Abstract

To correctly perceive visual directions relative to the head, one needs to compensate for the eye’s orientation in the head. In this study we focus on compensation for the eye’s torsion regarding objects that contain the line of sight and objects that do not pass through the fixation point. Subjects judged the location of flashed probe points relative to their binocular plane of regard, the mid-sagittal or the transverse plane of the head, while fixating straight ahead, right upward, or right downward at 30 cm distance, to evoke eye torsion according to Listing’s law.

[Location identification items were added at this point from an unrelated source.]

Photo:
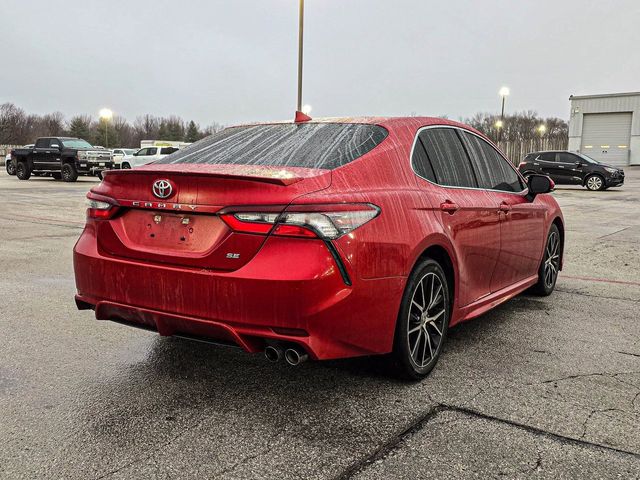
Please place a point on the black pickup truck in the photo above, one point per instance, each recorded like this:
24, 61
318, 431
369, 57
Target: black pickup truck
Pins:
62, 157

In addition, we investigated the effects of head-tilt and monocular versus binocular viewing. Flashed probe points were correctly localized in the plane of regard irrespective of eccentric viewing, head-tilt, and monocular or binocular vision in nearly all subjects and conditions. Thus, eye torsion that varied by ±9° across these different conditions was in general compensated for. However, the position of probes relative to the midsagittal or the transverse plane, both true head-fixed planes, was misjudged. We conclude that judgment of the orientation of the plane of regard, a plane that contains the line of sight, is veridical, indicating accurate compensation for actual eye torsion. However, when judgment has to be made of a head-fixed plane that is offset with respect to the line of sight, eye torsion that accompanies that eye orientation appears not to be taken into account correctly.